Non, des accidents nucléaires majeurs n’ont pas été évités de justesse en France par le passé, comme l’affirme Yannick Jadot

En déplacement à Belfort jeudi 10 février dernier pour acter le rachat des activités nucléaires de General Electric par EDF, Emmanuel Macron en a profité pour annoncer la construction de six réacteurs EPR (plus huit posés en option). Une annonce dont l’écologiste Yannick Jadot se serait bien passé, lui qui souhaite en finir avec cette source d’énergie. Sur France 2, jeudi 17 février, le candidat écologiste à l’élection présidentielle a notamment justifié sa position en pointant le manque de sûreté des centrales. « Plusieurs fois, on a été à quelques secondes ou à deux doigts de l’accident nucléaire majeur dans notre pays », a-t-il affirmé. C’est faux, selon les experts de l’Autorité de sûreté nucléaire.  

Suite aux propos tenus par Yannick Jadot, sa porte-parole Marine Tondelier a souhaité apporter des précisions. Elle rappelle que Bernard Doroszczuk, le président de l’Autorité de sûreté nucléaire, évoquait l’absence de risque zéro deux semaines auparavant. “Un accident nucléaire est toujours possible. Ceux qui prétendraient le contraire prennent une grande responsabilité. Je pense qu’il faut rester vigilant, qu’il faut rester réaliste. Un accident nucléaire est toujours possible et cela suppose de l’anticipation », expliquait Bernard Doroszczuk.

Afin d’illustrer la position du représentant d’EELV, Marine Tondelier mentionne des incidents nucléaires qui auraient pu mal tourner :les deux survenusà la centrale de Saint-Laurent-des-Eaux et celui du côté de la centrale du Blayais. Trois événements qui « ont marqué les mémoires », aux yeux de la porte-parole.
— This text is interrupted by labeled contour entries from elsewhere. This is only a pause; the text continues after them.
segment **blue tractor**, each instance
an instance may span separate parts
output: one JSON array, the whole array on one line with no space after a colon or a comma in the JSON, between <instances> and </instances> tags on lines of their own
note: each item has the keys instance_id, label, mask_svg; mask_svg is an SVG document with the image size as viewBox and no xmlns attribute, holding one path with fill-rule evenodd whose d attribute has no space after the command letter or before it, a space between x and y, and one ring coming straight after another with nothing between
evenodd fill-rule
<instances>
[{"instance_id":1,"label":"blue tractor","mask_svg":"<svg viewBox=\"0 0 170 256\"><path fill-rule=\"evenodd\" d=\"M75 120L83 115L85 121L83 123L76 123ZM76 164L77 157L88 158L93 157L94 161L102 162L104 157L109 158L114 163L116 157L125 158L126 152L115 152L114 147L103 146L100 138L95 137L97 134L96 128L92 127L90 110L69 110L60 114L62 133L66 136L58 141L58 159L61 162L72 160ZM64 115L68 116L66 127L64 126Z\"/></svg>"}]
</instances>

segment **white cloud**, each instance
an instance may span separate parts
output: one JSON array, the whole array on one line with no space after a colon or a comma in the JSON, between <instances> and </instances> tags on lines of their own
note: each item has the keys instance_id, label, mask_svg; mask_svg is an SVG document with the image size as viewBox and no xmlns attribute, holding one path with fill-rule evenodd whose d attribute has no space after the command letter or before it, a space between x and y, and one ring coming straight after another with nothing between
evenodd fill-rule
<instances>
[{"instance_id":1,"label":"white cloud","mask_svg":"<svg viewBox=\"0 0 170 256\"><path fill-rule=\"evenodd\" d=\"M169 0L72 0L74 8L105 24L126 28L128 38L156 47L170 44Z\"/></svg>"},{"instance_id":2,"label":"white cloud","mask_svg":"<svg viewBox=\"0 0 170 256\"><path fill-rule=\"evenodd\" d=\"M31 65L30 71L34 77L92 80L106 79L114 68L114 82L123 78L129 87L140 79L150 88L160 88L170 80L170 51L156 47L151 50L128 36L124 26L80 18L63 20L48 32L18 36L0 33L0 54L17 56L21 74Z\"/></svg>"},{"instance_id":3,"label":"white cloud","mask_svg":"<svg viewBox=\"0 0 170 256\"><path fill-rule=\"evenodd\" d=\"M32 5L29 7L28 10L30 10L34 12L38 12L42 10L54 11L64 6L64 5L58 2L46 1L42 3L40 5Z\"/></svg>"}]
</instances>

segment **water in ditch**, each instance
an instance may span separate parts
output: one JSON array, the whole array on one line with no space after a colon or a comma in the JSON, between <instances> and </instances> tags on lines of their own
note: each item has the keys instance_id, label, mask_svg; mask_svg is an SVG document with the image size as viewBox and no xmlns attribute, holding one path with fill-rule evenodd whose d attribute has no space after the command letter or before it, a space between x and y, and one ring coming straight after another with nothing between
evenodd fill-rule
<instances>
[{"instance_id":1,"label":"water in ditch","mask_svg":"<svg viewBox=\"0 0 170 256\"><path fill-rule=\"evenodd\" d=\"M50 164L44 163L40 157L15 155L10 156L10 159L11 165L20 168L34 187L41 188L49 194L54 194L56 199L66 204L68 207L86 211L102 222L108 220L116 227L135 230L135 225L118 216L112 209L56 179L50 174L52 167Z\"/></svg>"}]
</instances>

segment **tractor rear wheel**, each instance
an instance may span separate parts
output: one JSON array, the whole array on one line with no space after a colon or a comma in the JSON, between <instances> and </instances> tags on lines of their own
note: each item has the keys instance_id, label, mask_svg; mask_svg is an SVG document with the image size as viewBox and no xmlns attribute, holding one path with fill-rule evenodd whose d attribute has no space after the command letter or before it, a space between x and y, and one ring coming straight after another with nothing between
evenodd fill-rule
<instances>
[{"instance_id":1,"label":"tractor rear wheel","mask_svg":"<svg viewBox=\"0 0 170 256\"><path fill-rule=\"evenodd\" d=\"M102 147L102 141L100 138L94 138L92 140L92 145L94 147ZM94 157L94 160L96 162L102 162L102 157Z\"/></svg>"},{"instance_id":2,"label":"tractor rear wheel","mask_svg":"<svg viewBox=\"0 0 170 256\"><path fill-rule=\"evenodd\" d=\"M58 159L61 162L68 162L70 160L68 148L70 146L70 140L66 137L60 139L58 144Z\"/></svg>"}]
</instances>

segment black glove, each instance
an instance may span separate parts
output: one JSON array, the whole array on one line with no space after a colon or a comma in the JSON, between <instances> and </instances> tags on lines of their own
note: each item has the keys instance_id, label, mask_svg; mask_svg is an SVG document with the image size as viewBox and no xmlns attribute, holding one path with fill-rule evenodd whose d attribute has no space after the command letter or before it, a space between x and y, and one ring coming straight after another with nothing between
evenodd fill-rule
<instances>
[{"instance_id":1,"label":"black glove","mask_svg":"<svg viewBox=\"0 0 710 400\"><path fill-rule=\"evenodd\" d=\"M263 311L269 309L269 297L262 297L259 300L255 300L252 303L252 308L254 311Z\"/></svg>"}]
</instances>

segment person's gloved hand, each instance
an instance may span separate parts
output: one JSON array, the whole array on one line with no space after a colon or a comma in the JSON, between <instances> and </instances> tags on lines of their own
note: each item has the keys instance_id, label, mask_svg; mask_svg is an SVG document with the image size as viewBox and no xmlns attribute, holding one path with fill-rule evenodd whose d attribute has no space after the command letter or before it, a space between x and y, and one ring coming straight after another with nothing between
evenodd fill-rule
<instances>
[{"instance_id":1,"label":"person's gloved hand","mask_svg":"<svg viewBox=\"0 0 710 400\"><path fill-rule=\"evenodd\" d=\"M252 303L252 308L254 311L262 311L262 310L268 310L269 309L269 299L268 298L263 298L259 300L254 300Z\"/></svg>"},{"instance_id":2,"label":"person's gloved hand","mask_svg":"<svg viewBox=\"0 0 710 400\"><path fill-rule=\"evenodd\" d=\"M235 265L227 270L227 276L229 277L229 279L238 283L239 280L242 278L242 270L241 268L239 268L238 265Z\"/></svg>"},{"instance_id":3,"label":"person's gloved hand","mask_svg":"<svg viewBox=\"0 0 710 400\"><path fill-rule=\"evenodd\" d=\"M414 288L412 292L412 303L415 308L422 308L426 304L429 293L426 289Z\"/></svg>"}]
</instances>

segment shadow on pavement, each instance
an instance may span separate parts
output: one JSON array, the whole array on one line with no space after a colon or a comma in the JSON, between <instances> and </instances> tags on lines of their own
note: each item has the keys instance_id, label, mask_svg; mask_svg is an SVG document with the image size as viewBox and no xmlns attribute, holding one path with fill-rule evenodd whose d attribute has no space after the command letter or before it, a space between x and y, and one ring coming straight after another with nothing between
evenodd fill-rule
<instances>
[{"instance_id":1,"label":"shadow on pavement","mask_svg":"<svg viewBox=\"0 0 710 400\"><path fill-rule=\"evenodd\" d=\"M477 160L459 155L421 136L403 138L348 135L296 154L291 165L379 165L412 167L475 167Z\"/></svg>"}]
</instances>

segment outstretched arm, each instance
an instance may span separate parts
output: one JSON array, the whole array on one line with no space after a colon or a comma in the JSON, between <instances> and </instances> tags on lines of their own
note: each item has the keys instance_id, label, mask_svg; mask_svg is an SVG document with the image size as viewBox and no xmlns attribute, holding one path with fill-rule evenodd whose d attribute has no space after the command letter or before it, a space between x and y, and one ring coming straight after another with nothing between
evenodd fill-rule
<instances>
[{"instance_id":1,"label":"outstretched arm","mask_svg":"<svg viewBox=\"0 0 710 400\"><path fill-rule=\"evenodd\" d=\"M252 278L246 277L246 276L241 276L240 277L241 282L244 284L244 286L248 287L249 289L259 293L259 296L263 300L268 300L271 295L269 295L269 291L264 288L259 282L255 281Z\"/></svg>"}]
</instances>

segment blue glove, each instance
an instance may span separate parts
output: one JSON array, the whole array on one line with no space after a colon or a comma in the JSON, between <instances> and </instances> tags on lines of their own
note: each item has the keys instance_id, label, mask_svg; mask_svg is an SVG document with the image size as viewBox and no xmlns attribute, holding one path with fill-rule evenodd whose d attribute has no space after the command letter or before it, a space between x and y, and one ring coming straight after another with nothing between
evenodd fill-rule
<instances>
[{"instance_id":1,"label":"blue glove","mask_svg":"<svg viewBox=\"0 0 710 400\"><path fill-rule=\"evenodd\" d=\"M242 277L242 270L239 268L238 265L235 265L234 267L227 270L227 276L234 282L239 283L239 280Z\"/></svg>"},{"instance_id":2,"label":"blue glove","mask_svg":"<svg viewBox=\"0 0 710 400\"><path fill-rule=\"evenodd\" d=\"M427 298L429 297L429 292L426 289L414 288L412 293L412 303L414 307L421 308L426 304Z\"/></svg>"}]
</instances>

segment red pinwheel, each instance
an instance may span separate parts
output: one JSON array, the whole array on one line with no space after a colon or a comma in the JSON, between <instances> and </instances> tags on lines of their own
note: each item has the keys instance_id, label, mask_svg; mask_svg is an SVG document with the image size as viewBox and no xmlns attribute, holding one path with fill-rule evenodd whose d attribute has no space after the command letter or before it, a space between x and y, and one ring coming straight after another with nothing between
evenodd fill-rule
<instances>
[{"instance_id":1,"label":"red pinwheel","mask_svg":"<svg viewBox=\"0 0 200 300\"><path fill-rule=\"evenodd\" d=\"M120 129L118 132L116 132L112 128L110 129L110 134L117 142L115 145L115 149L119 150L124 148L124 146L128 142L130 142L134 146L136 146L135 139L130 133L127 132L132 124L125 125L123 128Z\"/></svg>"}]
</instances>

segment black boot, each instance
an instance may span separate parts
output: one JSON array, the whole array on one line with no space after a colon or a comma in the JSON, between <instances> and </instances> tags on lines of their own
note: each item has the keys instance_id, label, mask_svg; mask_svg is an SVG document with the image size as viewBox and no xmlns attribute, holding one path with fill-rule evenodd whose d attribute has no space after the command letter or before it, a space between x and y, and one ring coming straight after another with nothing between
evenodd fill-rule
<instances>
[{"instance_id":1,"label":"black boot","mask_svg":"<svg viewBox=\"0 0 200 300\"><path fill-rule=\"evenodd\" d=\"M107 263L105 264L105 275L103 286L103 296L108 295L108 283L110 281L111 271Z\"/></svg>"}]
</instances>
En 1969 et 1980, deux incidents notables sur la centrale nucléaire de Saint-Laurent-des-Eaux ont abouti à la fusion d’éléments combustibles dans l’un des réacteurs. Jusqu’à aujourd’hui, ce sont les seuls événements français classés au niveau 4 (sur 7) de l’échelle INES. Si Marine Tondelier ne remet pas en cause le professionnalisme des personnes qui travaillent dans la filière nucléaire, elle souligne que les événements climatiques extrêmes qui vont se multiplier dans le futur mettent toujours plus en péril les centrales.

De son côté, l’inspecteur en chef de l’Autorité de sûreté nucléaire (ASN) Christophe Quintin reconnaît les dangers liés aux centrales. Mais il tient toutefois à les relativiser. « On ne va jamais dire que l’accident ne va jamais arriver, pour autant on n’est jamais passés très près d’un incident majeur », assure-t-il. Concernant les deux événements de niveau 4 recensés à Saint-Laurent-des-Eaux, l’inspecteur souligne qu’il n’y avait pas de risque de fusion totale.

L’inondation de la centrale nucléaire du Blayais survenue en 1999 a engendré un incident classé niveau 2 sur l’échelle INES. Un événement déplorable mais au cours duquel les risques de fusion avaient été jugés particulièrement faibles. « Nous n’étions clairement pas à deux secondes d’une catastrophe majeure », précise le représentant de l’ASN.

Christophe Quintin poursuit en soulignant que les deux incidents de niveau 4 survenus à Saint-Laurent-des-Eaux datent respectivement de 42 et 53 ans. « La centrale de l’époque était équipée de réacteurs graphites gaz, une technologie obsolète qui n’est aujourd’hui plus utilisée en France », détaille-t-il. Les technologies employées dans le nucléaire, tout comme les protocoles de sûreté, ont effectivement évolué depuis 1980, réduisant de fait le risque d’événements graves. L’inspecteur en chef de l’ASN conclut en rappelant que le dernier incident de niveau supérieur à 3 sur l’échelle INES date de 41 ans.